A curve that is imprinted onto a face producing more than one edge implicitly results in the sharing of the curve by the edges. Similarly, an edge that splits a face into two or more pieces results in the surface of the original face being shared by all of the new faces.
PK_BODY_thicken_3 thickens a sheet body into a solid body. Refer to Section 45.5, “Thickening a sheet body”, for further information about thickening.
You can use PK_REGION_make_solid and PK_REGION_make_void to change the type of region in a body. This also has the effect of changing the body type in some cases:
See Section 15.8, “Creating general bodies”, for more information on creating general bodies.
PK_EDGE_make_faces_from_wire can be used to attach rubber faces (faces with no geometry) to loops of wire-frame edges in a wire body, thereby creating a sheet body. This is explained further in the section on Section 44.2, “Creating faces to fit wire bodies”.
PK_FACE_delete_from_sheet can be used to create a solid with holes through it from a profile. For example, if a planar sheet body has closed loops of edges imprinted on it, the edges actually bound faces which have the same surface as the plane. PK_FACE_delete_from_sheet removes a face bounded by a loop of edges, leaving a hole. Then when the sheet is swept, any pierced holes go right through the solid. For example:
If face ‘b’ pierces face ‘a’ before sweeping the result is a solid with a hole:
Figure 15-7 Piercing a face before sweeping
If the body in Figure 15-7, Example 1 is swept without piercing, the following solid is returned:
Figure 15-8 Sweeping a sheet body without piercing
In Figure 15-8, the two circles on the top and bottom are edges of faces, but there is no hole. If PK_TOPOL_delete_redundant_2 is used on this body the circular faces and edges are deleted.
In the case of a sheet body with only one face, the result of the piercing operation is either a wire or minimum body; with none of the body’s edges and vertices being deleted.

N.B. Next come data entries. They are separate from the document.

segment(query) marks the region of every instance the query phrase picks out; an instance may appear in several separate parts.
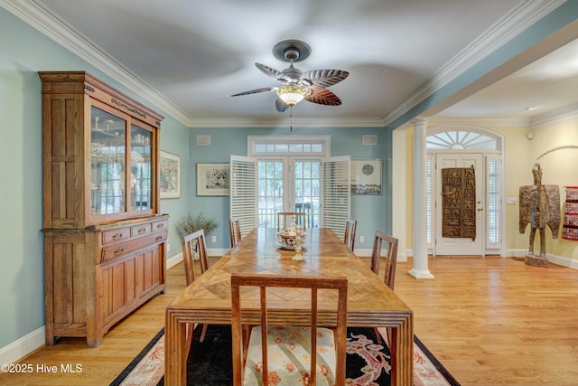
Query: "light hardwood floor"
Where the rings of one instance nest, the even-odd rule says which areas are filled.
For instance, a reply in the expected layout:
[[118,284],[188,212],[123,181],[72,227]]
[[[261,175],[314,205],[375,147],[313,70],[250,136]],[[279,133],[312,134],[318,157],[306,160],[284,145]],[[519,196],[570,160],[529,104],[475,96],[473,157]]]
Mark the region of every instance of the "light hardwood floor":
[[[368,259],[366,259],[368,264]],[[396,292],[415,312],[415,334],[462,385],[577,385],[578,270],[536,268],[498,257],[430,259],[435,278],[415,280],[398,263]],[[182,264],[166,294],[112,329],[98,348],[67,339],[23,359],[32,374],[2,385],[108,385],[164,325],[164,307],[184,287]],[[63,374],[61,365],[80,363]],[[57,366],[41,373],[37,365]]]

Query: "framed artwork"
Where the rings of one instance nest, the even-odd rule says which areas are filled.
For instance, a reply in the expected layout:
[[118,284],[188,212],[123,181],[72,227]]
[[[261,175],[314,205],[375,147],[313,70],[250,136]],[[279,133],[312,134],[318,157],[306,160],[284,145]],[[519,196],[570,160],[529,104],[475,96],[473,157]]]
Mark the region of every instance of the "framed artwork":
[[197,195],[228,195],[230,165],[197,164]]
[[161,150],[161,198],[181,197],[181,156]]
[[351,194],[381,194],[383,160],[351,160]]

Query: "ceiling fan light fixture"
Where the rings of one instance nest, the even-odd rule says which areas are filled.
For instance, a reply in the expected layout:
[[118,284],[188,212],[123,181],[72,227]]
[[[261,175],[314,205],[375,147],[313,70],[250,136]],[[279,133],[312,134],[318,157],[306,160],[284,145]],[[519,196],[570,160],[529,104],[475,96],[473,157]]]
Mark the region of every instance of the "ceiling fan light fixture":
[[280,86],[275,90],[277,96],[287,106],[293,107],[311,94],[311,89],[299,85]]

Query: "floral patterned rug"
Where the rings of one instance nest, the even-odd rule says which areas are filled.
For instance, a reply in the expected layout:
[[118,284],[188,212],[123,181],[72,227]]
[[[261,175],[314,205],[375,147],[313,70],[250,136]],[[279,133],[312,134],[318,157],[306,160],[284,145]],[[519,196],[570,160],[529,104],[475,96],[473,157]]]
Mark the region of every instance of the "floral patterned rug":
[[[373,328],[348,328],[347,384],[389,385],[390,353],[378,343]],[[385,329],[379,329],[387,342]],[[195,334],[199,336],[200,334]],[[188,359],[189,384],[230,386],[232,377],[230,326],[210,325],[202,343]],[[194,365],[192,364],[194,363]],[[113,381],[110,386],[164,385],[164,330],[161,330],[141,353]],[[192,381],[194,379],[194,382]],[[460,386],[442,363],[414,336],[415,386]]]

When the body has more than one face, it remains a sheet body after the piercing operation; with edges and vertices belonging to the face, and not shared with other faces, being deleted along with the piercing face.
You can use PK_BODY_set_type to change the type of a body, where the topology of the body allows it. This function receives a body and a requested body type and attempts to convert the body to the requested type.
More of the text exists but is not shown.